I have to admit that some of my favourite times at school in England involved a lot of scarfing down of  Eton mess in the caf with very good friends.    How could you not love a big slop of cream, crumbled meringes and fruit?  It’s not supposed to look pretty it’s well…a mess.  I look back now and can’t believe how young I was.  Most of the time I’m able to fool myself into thinking that I’m still 20 but realizing that I’m in my 13th. year of teaching tends to destroy that dillusion.  However, this could explain why I decided to do something totally different and cut 10 inches off of my hair yesterday.
Now that I’m thinking about it I’ll make some in the next couple of weeks but in the meantime I have a twisted/modern version that is a bit prettier but just as easy.  I’ve even used this in the place of a birthday cake when I have friends who aren’t cake lovers amongst me (I know-gasp-but everyone deserves love, even non-cake lovers).

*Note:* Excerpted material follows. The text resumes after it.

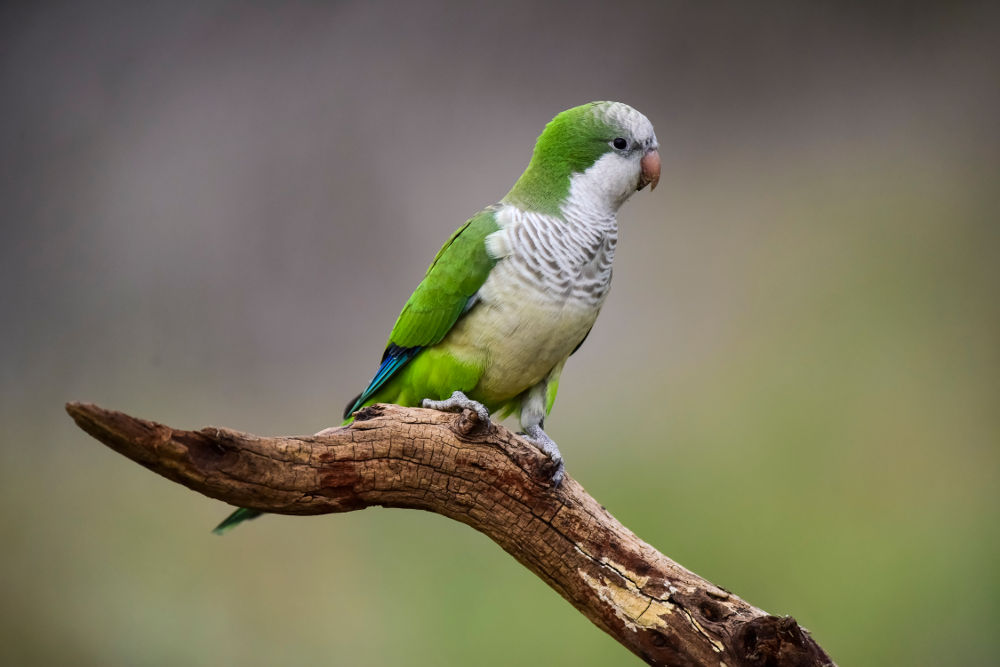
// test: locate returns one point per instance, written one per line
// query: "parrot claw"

I used homemade meringues but you can easily just buy some for this recipe and still look like a total star.
Line a spring form pan with cling film.  Leave lots of overlap-you’ll need that later.

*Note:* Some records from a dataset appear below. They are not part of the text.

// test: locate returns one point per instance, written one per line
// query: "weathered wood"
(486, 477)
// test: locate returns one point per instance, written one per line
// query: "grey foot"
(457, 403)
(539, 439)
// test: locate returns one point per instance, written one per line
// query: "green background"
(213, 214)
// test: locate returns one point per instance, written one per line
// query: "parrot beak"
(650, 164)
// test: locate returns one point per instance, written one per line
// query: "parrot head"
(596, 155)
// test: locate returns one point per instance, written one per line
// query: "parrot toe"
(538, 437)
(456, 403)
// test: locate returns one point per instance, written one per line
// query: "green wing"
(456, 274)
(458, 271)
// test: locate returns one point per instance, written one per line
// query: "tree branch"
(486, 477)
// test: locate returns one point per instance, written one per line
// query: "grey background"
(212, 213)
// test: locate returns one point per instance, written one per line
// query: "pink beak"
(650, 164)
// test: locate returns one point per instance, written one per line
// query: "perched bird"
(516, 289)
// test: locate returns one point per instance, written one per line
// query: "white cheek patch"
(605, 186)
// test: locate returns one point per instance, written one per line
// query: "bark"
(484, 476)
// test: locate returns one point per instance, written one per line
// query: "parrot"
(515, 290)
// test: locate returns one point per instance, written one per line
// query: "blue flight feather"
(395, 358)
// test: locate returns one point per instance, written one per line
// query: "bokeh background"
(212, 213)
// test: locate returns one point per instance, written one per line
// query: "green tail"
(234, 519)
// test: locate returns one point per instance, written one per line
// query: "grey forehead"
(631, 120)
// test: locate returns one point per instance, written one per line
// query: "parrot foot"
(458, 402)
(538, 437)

Crumble meringues onto the bottom, I used four personalized ones.

Add a layer of sorbet, I love raspberry so that’s what we’ve got.  This would also be terrific with chocolate icecream, vanilla, mango….  It’s easiest to deal with if you’ve put it on the counter for a few minutes before your attempt.

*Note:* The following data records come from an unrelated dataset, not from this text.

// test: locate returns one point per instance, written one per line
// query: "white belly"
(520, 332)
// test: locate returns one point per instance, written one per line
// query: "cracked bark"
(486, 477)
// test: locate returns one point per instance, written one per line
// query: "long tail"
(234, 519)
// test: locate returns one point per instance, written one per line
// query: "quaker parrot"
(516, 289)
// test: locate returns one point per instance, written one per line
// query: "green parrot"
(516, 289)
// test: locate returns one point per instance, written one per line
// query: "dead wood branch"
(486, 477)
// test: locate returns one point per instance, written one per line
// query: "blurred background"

Add a layer of fresh fruit and some chunks of good chocolate.  I’ve also drizzled in syrupy balsamic and/or a bit of liquour to this layer but I decided to “old school it” today.
Add another layer of crumbled meringues.
Fold over the plastic and give it a good crunch with your hands to compact everything.  Freeze for a minimum of 30 minutes.
Remove your ring.
Cut into nice slice and faff about with your camera enough that it starts to melt.
My babes says to eat the chocolate chunks first.